Julia: rand(::Set)

Created on 6 May 2016 · 14Comments · Source: JuliaLang/julia

As mentioned on the mailing list, it might be nice to have a rand(::Set) function. Since this is hard to implement efficiently without access to the Set internals, it is something that almost has to be in Base. Here is a sample O(1) implementation:

import Base: GLOBAL_RNG, isslotfilled, rand
function rand(r::AbstractRNG, s::Set)
    isempty(s) && throw(ArgumentError("set must be non-empty"))
    n = length(s.dict.slots)
    while true
        i = rand(r, 1:n)
        isslotfilled(s.dict, i) && return s.dict.keys[i]
    end
end
rand(s::Set) = rand(GLOBAL_RNG, s)

If someone wants to put together a test case and documentation, it could make a good intro PR.

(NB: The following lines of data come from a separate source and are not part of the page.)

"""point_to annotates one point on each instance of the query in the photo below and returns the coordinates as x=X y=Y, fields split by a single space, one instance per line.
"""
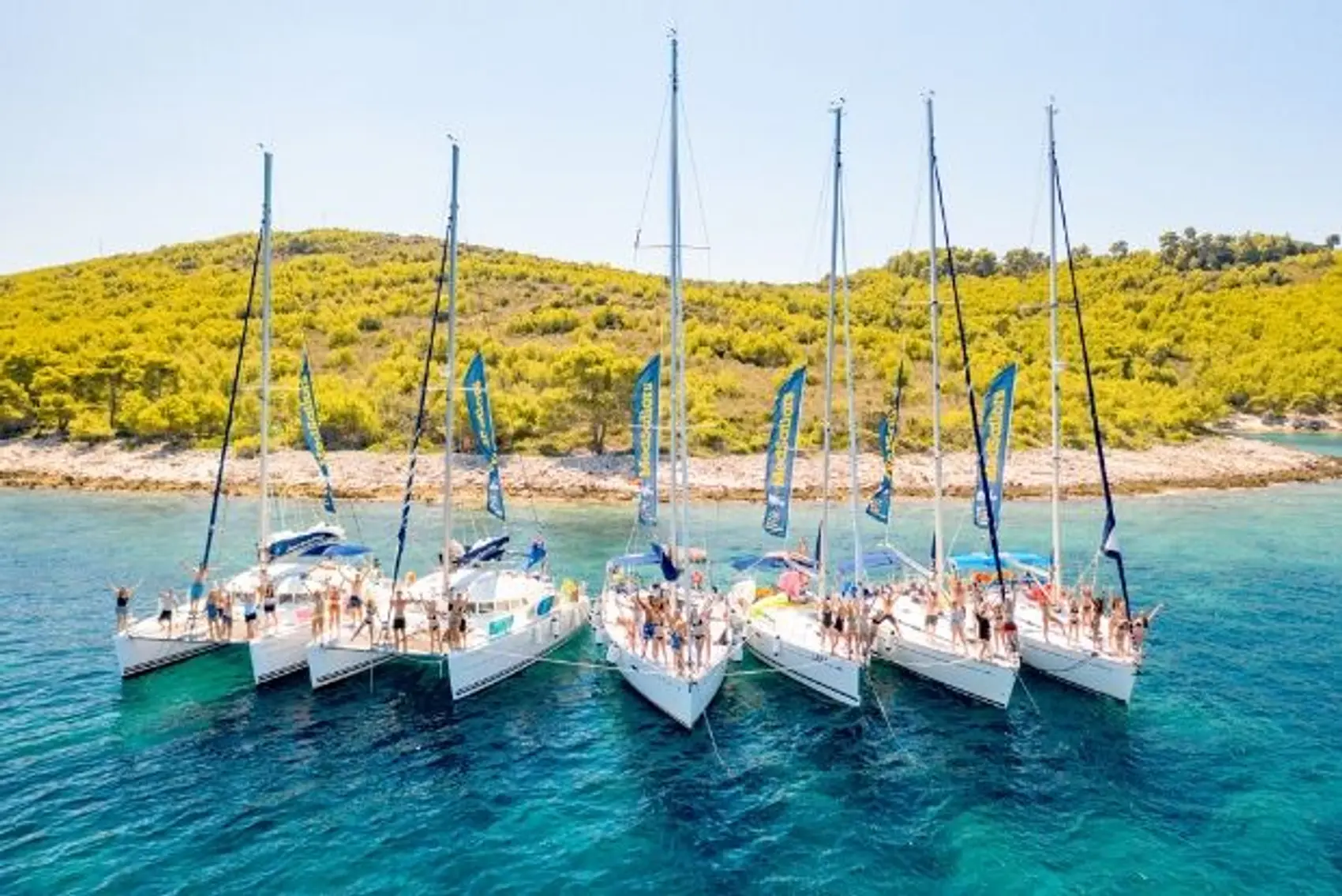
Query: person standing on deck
x=399 y=640
x=167 y=605
x=124 y=596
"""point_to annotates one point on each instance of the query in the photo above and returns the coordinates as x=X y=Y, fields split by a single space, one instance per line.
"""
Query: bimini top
x=301 y=542
x=774 y=561
x=1033 y=565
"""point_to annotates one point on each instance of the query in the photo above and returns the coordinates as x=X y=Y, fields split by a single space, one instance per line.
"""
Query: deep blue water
x=1224 y=775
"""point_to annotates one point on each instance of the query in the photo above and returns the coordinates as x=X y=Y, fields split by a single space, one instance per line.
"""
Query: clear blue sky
x=130 y=125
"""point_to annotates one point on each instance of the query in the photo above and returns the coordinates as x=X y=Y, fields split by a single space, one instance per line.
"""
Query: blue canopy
x=774 y=561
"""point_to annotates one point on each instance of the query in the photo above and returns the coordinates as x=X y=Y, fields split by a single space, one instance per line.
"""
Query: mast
x=678 y=435
x=827 y=427
x=849 y=395
x=935 y=314
x=1055 y=369
x=264 y=361
x=452 y=373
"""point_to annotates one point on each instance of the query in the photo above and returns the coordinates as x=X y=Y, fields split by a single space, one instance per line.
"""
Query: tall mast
x=264 y=361
x=935 y=314
x=849 y=392
x=830 y=352
x=1055 y=368
x=452 y=373
x=674 y=276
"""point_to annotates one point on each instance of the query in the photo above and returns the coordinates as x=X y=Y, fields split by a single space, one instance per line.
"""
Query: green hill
x=143 y=345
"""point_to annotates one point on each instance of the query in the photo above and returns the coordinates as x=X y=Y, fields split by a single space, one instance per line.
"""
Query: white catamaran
x=795 y=631
x=1079 y=647
x=671 y=642
x=276 y=597
x=481 y=616
x=921 y=637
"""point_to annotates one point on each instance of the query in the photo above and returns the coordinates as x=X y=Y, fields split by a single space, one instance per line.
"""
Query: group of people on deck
x=1082 y=613
x=673 y=633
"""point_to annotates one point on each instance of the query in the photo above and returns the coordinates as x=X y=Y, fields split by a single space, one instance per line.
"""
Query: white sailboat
x=921 y=639
x=789 y=632
x=1081 y=660
x=291 y=564
x=640 y=624
x=481 y=617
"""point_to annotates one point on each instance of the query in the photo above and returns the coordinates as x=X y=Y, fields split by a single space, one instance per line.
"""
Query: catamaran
x=922 y=636
x=483 y=615
x=291 y=565
x=789 y=629
x=673 y=640
x=1079 y=655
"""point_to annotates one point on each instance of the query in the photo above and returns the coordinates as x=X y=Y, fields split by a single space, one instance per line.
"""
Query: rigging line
x=698 y=192
x=653 y=167
x=969 y=383
x=232 y=404
x=1110 y=519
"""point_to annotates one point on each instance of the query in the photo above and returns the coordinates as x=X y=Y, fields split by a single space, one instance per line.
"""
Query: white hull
x=279 y=654
x=332 y=663
x=830 y=677
x=474 y=669
x=140 y=655
x=682 y=699
x=983 y=680
x=1082 y=669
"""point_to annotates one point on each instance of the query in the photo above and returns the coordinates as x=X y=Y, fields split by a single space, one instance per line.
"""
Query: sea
x=1224 y=774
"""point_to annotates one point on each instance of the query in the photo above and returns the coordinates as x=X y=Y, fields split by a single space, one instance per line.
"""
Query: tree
x=599 y=383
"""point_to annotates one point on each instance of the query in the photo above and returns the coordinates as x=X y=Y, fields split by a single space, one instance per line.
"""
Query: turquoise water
x=1224 y=775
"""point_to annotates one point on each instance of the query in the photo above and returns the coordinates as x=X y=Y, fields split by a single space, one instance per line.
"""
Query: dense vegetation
x=143 y=347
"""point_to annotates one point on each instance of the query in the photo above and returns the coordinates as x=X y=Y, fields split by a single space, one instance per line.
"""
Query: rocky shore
x=1220 y=462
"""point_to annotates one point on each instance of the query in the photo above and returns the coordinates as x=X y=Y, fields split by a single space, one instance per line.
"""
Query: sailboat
x=673 y=640
x=785 y=631
x=921 y=639
x=482 y=616
x=1083 y=660
x=291 y=564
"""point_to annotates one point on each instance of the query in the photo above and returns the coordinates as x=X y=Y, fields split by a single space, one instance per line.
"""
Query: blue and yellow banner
x=313 y=429
x=886 y=435
x=646 y=408
x=782 y=452
x=482 y=428
x=996 y=428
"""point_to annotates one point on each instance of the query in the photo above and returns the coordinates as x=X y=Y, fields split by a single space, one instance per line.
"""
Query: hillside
x=141 y=347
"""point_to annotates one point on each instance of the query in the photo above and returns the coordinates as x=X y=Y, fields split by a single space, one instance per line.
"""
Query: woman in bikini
x=698 y=636
x=435 y=635
x=270 y=620
x=984 y=619
x=399 y=640
x=318 y=617
x=680 y=636
x=124 y=596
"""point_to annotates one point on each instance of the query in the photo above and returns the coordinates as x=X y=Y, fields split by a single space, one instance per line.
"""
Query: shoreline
x=1212 y=463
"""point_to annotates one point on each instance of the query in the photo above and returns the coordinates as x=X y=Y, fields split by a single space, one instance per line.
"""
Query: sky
x=129 y=125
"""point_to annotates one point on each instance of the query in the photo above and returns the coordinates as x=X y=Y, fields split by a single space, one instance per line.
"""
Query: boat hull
x=991 y=683
x=475 y=669
x=682 y=699
x=1079 y=667
x=278 y=655
x=332 y=663
x=830 y=677
x=141 y=655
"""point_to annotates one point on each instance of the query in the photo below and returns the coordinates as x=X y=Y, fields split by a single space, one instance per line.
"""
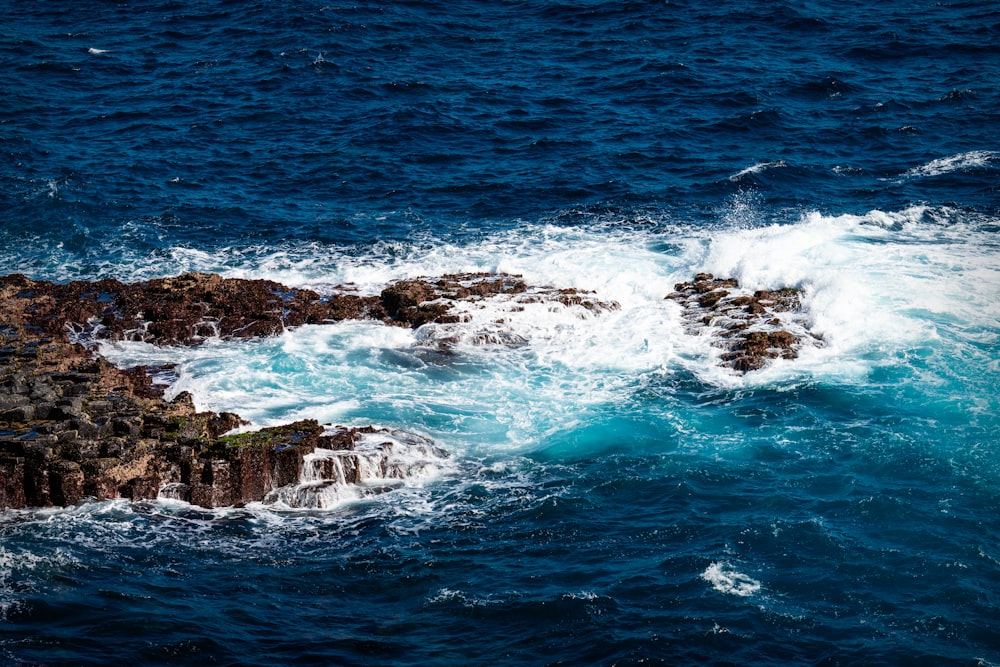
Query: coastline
x=74 y=427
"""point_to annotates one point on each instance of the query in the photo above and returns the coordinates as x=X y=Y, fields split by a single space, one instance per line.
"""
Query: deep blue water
x=612 y=495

Probably also add a rand(::Set, dims) method (etcetera) to supplement rand(::Array, dims), which could be accomplished just by converting rand arguments from AbstractArray to Union{AbstractArray,AbstractSet} in a few places.

RNG good first issue

Source

stevengj

👍1

Most helpful comment

Sorry guys, it looks like I'll need a much bigger VM to build Julia, and I haven't got around to making it yet—my job is making it hard.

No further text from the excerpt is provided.